Ma dobbiamo ricordare che abbiamo tutti un compito; quello di decarbonizzare i consumi energetici attraverso una transizione per la quale il nostro paese ha assunto impegni obbligatori, ma soprattutto che offre oggi alle varie categorie sociali (famiglie, produttori, amministrazioni) opportunità concrete di avere energia a basso prezzo, senza aggiungere CO2  nell’atmosfera

E questo compito vale anche per le comunità delle Valli che devono, pro quota, farsi carico di “offrire” il loro contributo alla decarbonizzazione; si rifletta su un dato semplice; se il PAESC (Piano d’Azione per l’Energia Sostenibile e il Clima) di S. Pietro al N. (unico comune ad avere questo prezioso strumento tecnico nelle Valli) dice che oggi l’energia rinnovabile prodotta in loco è solo il 2% dell’energia consumata, si capisce bene quanto lavoro c’è ancora da fare e si capisce altrettanto bene che questo lavoro non può essere lasciato al caso o, peggio, all’arrivo di impianti estranei al territorio che non lasciano nulla ad esso o, peggio ancora, all’importazione di energia dall’estero, mantenendo Così una dipendenza strategica con le cosiddette democrature.

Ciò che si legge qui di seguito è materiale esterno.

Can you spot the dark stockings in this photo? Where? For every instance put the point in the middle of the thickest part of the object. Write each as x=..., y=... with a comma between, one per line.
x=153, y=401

A tal scopo, serve allora una forte politica che spinga e aiuti i territori, tramite le loro amministrazioni consorziate, ad avviare il grande lavoro che c’è da fare per fare impianti di comunità, partendo dai tetti, dalle coperture, dalle aree marginali degradate, dalle aree militari dismesse,  e su su, fino all’utilizzo delle risorse naturali locali disponibili (biomasse, geotermico, idroelettrico, minieolico, fotovoltaico) sorretti da una pianificazione precisa e da una condivisione delle comunità. Il tutto con impatto ambientale minimo, con un lavoro trasparente e pubblico, con una pianificazione energetica seria in grado, eventualmente, di svolgersi con project financing mirati.

Bisogna condurre la transizione con investimenti pubblici, legati ai e per i territori, in collaborazione eventuale con i privati, quelli trasparenti e noti, non quelli oscuri che normalmente investono nelle nostre campagne, creando lavoro, competenze, condivisione e autonomia energetica veri; c’è lavoro per i prossimi decenni e non vorremmo (dovremmo) ritrovarci, alla fine, senza nulla in mano. Perché chi possiede l’energia, possiede il proprio futuro.

E infine, opponendoci a tutto e a tutti non faremmo che fare il gioco di chi vuole ancora le fossili e, magari, un po’ di nucleare facendone, seppur nella forma tascabile e pronto uso degli SMR o AMR (piccoli impianti da 10-300 MW), la soluzione magica di tutti i problemi energetici! Quali opposizioni e contestazioni ci sarebbero quando, anche solo per produrre l’11% dell’energia (obiettivo stabilito dal PNIEC, estendibile fino al 22%) che ci serve in regione, ne dovessimo installare tre o quattro; dove li metteremmo? A Torreano, a Bicinicco, alle foci del Tagliamento e dell’Isonzo?